Nilai-nilai personalitas yang mencuat dari literatur sufi wujudi bisa saja dirasa “kurang-ajar” atau tidak etis bagi komunitas sufi lain yang mengedepankan akhlak terhadap keberadaan Sang Khalik. Dan nilai-nilai etik tasawuf ‘amali/ akhlaqi, bisa saja dianggap tidak mampu membebaskan sisi keilahian yang ada pada pencapaian tasawuf wujudi.
Keindahan dalam hal ini bisa berbeda-beda ditanggapi. Estetika, sebagai ilmu yang terkait dengan “pemikiran” (baca juga: perasaan) indrawi, memungkinkan apresiasi yang berjenjang atau bertingkat-tingkat dan saling tidak berketemuan. Namun melalui prinsipnya yang universal, siapa saja bisa merasakan keindahan komposisi garis, bentuk, warna, bunyi, metrum, dan gerak, yang sebenarnya abstrak namun memiliki kesatuan dan harmoni. Keteraturan bahkan dapat dirasakan pada pola-pola yang tidak beraturan, demikian kini dipahami oleh para peneliti keindahan seni.
Keindahan bagi para sufi adalah manifestasi dari aspek Jamal (keindahan), Jalal (keagungan), dan Kamal (kesempurnaan) Allah Swt. Sifat-sifat ilahiah ini mereka teruskan ke alam indrawi untuk merengkuh pemahaman yang mendalam, sekaligus mengajak orang-orang terlibat dalam pengalaman estetik serupa—jika bersesuaian, akan sakralitas “kehadiran” al-Haq di muka bumi, dalam manifestasi wujud yang bergantung (muqayyad) pada kemutlakan-Nya.

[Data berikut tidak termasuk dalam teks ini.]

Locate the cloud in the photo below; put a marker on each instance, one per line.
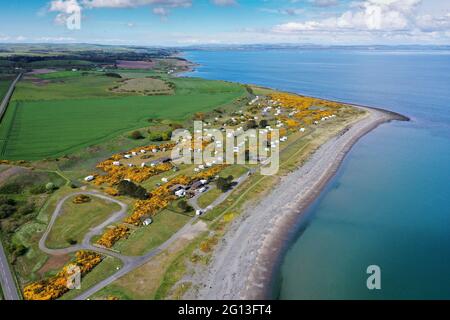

Dengan demikian, oleh Nasr, dikatakan bahwa sebaris kaligrafi tradisional atau dekorasi arabeska dapat berbicara lebih cakap tentang intelegensi dan kemuliaan, yang menjadi karakter pesan Islam, dibandingkan karya apologis para modernis.
Manifestasi ajaran dan praktek tasawuf, dalam sejarahnya yang panjang, menghasilkan bentuk-bentuk kesenian yang khas dan beragam, dari puisi hingga arsitektur.
Para sufihidup di dunia ini seakan-akan tinggal di pelataran depan taman firdaus, dan karenanya menghirup udara dalam suasana kerohanian, tempat keindahan memancar dari semua perkataan dan perbuatan mereka. Karya-karya mereka, atau pengaruh ajaran mereka, menusuk ke jantung kebudayaan manusia serta menautkannya dengan realitas universal keilahian, al-barakah yang memancar dari Keberadaan Yang Maha Benar.